Social Science and professional Practice
Human Growth and Development.
In this assignment I will explore psychological theories and how they assist in social work to better understand and work positively with clients. In accordance with the GSCC codes of practice, (2.3) names have been used to protect the identity of the family.
Robert describes his upbringing being very happy and largely contributory to him developing into a well-adjusted responsible young man. Howe (1995) believes when viewing parent–child interactions, the quality of this relationship can assist in determining the ‘level of social competence and developmental pathway through life. Robert reports he was raised feeling loved, secure and trusting of his mother throughout his childhood.
As Robert is hoping to become a relative carer for his siblings Camilla and Daley, it is important to acknowledge the grief they may all experience from being separated from their mother. Separation and loss can be seen in the simplest form of ‘...young children who are separated from their prime caregiver’ (Bowlby 1973, p56).
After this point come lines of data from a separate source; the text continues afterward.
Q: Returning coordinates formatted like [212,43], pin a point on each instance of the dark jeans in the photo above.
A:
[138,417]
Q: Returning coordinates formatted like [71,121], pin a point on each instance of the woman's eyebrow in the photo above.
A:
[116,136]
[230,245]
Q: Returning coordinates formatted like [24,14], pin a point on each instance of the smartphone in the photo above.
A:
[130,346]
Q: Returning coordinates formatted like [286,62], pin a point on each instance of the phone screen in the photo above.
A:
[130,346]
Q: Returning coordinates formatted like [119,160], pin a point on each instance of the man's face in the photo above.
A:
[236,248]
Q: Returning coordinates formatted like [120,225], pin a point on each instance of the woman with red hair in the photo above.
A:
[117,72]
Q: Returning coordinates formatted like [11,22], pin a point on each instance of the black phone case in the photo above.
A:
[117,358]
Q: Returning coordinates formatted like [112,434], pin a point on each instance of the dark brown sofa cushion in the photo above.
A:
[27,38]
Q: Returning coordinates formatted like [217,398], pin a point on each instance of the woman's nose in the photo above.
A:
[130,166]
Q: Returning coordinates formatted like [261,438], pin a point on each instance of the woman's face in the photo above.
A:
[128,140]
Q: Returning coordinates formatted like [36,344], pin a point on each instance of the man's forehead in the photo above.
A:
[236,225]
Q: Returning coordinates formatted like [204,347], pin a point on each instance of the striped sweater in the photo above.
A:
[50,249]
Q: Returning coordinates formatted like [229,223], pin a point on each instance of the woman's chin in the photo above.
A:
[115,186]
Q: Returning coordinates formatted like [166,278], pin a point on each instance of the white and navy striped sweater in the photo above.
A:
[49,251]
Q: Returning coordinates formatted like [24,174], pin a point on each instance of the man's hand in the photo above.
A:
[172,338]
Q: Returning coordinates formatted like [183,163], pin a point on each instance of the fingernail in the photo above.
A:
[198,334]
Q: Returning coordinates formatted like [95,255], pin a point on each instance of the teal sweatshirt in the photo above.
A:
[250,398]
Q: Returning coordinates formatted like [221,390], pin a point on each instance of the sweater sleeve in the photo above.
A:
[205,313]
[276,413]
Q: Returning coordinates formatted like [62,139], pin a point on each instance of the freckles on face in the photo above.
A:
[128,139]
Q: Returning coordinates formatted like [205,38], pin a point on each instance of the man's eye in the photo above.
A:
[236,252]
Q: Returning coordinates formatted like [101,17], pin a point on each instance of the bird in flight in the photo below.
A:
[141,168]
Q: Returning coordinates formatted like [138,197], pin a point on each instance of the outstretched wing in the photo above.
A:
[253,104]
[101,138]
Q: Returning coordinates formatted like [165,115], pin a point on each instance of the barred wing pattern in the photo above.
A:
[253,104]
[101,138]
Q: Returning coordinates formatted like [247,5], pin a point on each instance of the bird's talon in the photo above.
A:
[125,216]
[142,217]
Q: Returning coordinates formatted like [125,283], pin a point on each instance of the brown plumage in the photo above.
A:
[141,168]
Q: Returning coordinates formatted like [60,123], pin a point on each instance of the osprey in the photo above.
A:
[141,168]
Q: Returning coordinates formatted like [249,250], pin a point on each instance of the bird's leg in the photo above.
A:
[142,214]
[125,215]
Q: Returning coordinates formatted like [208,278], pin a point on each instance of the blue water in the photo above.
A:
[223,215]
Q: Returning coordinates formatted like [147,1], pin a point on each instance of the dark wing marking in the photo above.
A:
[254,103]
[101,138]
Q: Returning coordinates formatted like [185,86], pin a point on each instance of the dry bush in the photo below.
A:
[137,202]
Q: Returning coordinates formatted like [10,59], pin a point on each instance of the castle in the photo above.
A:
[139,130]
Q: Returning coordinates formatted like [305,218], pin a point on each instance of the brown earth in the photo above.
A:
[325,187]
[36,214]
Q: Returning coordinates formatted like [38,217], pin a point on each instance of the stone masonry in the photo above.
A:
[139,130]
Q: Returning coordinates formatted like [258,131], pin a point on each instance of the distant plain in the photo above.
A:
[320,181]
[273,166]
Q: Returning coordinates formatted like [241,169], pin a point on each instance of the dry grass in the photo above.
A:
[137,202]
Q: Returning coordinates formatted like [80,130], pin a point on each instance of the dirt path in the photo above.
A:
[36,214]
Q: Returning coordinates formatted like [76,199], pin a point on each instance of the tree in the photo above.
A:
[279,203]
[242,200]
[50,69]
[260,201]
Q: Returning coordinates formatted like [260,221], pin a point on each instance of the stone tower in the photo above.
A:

Attachment is not the same as dependency and although the intensity of attachment between parent and child decreases with age, it is still significant throughout the life cycle particularly during times of distress and uncertainty and needs to be acknowledged and supported for Robert to maintain an independent relationship with his mother (Howe1995).
Change in the family relationships may disrupt and endanger the developing child’s personality (Fahlberg 1991, p143). This could also include Robert becoming a primary carer as his relationship with his mother would change significantly from being largely dependent on Lucy whilst currently living with her to living apart from her with his siblings independently. Additionally, as Robert’s siblings’ personalities are still developing they risk forming a disrupted attachment with him as their new carer. However, should he be successful in caring for Camilla and Daley, the positive experiences they might gain would be helpful in reversing the effects of their earlier experiences in life and sustain their transition into adulthood (Clarke & Clarke, 2000).